The UC Davis CoHo is proof that the coffee culture continues to
thrive. Ed Andrade, who orders the coffee
supply, substantiates this statement: every day, the CoHo consumes between 130
and 140 pounds of coffee beans.
College
campuses are ideal settings for the coffee market: with stressed out, sleep
deprived students working to meet deadlines, caffeine is often central to the
period of crash studying proceeding the week of exams.
In
2006, Northwestern University conducted a study of 265 incidents of caffeine
abuses reported to the US Regional Poison Control Center between 2001 and 2004 (Time Magazine, “The Newest Addicts on
Campus”). Most surprisingly, the average
age of the subjects admitted was twenty-one years old. “People are less aware of caffeine as a drug
than they are of alcohol and other recreational drugs that people come upon in
college,” says Duke University’s psychophysiology lab director, Jim Lane. Caffeine is the world’s “most popular
psychoactive drug” according to sources such as National Geographic.
The
2011 Food & Health Survey conducted by the International Food Information
Council Foundation examined consumer attitudes regarding topics of nutrition,
health and food safety. This study
quoted the majority of Americans (69 percent) as moderate consumers of
caffeine.

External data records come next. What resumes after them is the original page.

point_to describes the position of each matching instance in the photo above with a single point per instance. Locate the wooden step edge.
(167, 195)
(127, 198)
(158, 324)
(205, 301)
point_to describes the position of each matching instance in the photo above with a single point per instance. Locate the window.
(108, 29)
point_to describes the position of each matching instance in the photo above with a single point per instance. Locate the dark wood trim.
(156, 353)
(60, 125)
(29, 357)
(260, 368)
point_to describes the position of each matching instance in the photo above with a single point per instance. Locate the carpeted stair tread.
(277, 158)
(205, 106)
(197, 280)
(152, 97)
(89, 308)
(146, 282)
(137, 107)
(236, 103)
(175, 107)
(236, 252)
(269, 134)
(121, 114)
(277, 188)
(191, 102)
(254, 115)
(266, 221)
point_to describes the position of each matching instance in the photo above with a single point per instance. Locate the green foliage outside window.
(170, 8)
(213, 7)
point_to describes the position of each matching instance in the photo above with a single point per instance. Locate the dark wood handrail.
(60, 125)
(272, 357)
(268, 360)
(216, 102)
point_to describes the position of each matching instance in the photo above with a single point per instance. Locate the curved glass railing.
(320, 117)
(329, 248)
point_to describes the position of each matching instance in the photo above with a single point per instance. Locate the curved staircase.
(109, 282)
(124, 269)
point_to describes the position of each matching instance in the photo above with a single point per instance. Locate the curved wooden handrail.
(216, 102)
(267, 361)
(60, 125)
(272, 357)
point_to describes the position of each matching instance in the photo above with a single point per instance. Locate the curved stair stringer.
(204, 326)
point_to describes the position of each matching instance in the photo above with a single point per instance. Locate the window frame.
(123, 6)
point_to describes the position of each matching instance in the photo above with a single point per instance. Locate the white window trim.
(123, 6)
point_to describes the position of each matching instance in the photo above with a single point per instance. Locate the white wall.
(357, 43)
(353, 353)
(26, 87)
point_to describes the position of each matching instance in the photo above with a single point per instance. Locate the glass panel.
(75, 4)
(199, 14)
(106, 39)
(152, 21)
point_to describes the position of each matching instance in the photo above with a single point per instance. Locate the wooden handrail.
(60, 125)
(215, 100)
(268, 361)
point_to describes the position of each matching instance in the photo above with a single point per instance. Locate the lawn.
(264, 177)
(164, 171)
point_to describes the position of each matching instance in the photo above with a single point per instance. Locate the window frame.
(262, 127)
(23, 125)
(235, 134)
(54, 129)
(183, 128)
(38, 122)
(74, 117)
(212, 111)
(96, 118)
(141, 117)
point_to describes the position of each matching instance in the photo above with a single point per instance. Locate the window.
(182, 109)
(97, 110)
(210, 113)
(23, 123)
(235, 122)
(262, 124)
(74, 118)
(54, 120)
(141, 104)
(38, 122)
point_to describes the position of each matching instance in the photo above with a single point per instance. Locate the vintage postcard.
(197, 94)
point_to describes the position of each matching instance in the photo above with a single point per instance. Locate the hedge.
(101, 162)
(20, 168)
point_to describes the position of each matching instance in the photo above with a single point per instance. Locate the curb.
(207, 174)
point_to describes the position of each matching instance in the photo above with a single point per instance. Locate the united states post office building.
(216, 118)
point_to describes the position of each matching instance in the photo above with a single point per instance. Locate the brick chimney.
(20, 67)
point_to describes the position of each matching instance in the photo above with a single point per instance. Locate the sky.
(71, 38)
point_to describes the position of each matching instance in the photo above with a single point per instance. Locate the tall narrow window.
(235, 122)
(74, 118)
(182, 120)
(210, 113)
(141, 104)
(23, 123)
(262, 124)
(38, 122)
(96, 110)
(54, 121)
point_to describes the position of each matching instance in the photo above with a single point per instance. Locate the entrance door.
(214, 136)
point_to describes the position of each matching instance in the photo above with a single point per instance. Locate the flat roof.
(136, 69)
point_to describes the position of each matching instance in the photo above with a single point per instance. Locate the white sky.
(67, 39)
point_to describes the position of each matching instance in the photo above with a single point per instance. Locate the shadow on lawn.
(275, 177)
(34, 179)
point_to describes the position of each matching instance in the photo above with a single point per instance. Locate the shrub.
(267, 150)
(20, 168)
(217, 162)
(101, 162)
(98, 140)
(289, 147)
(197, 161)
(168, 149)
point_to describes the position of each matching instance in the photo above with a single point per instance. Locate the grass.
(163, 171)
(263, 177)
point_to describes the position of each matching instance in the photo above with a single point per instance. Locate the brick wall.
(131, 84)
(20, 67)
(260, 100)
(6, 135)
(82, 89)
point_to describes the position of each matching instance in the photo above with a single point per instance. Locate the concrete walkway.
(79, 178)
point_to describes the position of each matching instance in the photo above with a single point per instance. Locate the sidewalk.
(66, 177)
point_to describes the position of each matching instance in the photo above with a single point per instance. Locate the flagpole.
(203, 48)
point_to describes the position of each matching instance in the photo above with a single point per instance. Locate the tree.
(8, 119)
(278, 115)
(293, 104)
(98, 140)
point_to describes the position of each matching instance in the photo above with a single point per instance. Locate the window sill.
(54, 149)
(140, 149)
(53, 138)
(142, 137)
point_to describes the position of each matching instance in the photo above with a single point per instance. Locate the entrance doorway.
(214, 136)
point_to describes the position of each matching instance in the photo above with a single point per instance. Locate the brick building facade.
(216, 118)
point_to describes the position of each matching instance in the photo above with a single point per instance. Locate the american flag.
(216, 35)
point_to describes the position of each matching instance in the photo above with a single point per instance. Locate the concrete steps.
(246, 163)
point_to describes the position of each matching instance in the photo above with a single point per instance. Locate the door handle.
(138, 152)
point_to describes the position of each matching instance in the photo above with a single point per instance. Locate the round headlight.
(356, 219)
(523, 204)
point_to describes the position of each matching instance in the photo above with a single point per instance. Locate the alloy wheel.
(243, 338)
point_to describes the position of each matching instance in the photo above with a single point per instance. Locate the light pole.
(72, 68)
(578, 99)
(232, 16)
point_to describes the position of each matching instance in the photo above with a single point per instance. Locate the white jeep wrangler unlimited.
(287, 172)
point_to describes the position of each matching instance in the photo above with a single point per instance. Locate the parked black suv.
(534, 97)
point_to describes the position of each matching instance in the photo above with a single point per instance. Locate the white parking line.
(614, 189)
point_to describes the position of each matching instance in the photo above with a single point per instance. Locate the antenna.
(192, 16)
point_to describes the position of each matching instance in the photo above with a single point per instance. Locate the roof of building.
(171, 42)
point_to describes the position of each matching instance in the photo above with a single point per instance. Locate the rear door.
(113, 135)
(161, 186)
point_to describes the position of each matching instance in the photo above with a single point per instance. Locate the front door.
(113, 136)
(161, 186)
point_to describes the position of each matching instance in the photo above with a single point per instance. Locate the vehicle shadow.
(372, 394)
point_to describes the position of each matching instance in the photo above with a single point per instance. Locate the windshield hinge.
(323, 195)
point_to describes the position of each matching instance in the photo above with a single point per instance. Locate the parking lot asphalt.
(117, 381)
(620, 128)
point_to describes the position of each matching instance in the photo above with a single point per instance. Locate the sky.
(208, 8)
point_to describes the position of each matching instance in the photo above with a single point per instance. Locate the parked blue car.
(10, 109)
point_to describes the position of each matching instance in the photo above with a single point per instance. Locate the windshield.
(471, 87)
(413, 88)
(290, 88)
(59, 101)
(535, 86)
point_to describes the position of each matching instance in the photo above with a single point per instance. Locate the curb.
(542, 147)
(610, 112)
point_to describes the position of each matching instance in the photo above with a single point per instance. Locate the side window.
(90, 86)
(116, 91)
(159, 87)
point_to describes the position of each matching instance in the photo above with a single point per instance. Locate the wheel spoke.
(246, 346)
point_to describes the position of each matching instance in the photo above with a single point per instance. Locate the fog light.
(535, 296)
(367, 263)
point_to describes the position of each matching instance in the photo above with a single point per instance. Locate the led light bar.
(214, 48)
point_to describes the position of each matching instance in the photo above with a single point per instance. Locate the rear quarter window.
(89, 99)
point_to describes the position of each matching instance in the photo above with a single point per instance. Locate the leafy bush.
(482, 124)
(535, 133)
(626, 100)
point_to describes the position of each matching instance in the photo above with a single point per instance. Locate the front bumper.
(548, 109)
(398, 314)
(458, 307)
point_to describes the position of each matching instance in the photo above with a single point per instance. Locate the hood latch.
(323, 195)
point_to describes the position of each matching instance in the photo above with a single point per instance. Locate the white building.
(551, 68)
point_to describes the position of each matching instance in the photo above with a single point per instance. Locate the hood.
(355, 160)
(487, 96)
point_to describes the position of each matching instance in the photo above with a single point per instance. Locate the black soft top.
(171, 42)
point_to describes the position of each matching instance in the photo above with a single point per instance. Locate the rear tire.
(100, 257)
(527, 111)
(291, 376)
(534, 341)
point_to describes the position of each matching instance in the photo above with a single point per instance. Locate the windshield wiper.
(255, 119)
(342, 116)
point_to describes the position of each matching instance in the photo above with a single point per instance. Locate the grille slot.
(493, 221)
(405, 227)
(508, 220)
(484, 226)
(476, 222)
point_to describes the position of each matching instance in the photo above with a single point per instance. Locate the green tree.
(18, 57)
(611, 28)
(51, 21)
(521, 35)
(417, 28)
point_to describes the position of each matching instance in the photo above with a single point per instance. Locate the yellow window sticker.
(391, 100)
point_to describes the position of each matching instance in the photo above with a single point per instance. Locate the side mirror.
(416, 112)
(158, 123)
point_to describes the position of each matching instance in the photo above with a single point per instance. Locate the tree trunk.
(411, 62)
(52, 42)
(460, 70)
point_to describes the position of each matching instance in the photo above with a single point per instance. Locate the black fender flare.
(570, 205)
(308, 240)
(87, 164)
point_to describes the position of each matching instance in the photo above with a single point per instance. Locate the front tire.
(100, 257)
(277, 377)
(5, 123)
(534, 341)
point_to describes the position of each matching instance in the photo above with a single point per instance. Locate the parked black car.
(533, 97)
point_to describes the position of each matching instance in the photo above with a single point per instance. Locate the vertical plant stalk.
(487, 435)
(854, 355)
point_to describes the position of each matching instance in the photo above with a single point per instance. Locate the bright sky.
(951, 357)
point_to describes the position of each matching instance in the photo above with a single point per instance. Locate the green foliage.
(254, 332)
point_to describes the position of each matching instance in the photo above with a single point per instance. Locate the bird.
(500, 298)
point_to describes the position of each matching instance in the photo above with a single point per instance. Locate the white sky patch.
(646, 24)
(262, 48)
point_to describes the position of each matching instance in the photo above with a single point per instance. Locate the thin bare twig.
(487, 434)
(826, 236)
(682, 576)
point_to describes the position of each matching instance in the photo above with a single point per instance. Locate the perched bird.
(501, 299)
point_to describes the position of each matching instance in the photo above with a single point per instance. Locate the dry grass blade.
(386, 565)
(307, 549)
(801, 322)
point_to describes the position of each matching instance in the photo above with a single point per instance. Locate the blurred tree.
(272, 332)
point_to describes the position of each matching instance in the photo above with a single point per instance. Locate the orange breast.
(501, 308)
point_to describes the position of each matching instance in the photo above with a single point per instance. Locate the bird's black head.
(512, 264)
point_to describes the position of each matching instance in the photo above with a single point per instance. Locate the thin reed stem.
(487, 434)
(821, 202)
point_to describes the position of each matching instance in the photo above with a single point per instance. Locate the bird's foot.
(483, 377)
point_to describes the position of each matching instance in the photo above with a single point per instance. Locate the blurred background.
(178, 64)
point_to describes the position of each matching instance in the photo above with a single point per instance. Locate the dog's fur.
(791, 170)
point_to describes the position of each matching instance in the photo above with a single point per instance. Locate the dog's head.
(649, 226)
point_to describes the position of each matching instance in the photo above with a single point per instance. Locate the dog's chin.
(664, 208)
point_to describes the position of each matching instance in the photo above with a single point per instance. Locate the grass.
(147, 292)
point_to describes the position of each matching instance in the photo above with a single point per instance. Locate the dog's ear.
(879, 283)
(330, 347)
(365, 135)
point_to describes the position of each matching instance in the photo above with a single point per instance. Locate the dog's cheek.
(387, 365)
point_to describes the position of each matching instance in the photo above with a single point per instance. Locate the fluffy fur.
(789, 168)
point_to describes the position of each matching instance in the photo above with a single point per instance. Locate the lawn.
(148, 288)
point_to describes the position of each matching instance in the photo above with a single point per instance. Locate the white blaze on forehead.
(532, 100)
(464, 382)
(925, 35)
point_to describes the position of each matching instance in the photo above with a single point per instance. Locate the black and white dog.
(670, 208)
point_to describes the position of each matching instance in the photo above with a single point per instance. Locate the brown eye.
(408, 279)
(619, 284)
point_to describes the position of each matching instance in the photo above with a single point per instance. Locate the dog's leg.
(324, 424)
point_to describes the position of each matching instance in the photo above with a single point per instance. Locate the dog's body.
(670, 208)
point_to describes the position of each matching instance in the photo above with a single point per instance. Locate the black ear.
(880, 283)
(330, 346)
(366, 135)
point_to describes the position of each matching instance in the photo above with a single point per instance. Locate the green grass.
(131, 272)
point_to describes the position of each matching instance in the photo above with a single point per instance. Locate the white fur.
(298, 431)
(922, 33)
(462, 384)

The size of the “average” cup
of coffee in such studies has been critiqued as notoriously vague, ranging from
8- to 12-ounces.
Time Magazine’s
“The Caffeine Habit” published government statistics citing 60-120 milligrams
of caffeine for every 8-ounce cup of brewed coffee. For those of us who have built up a tolerance
for caffeine, our bodies require higher and higher doses to achieve even the
slightest effect. The average coffee
consumer may be ingesting over 300 milligrams of caffeine everyday. In contrast, those who drink coffee less
often can perceive a physical or emotional change with 1.5 ounces of strong coffee—a caffeine intake of a
mere 20 milligrams according to Jeffrey Kluger of Time Magazine.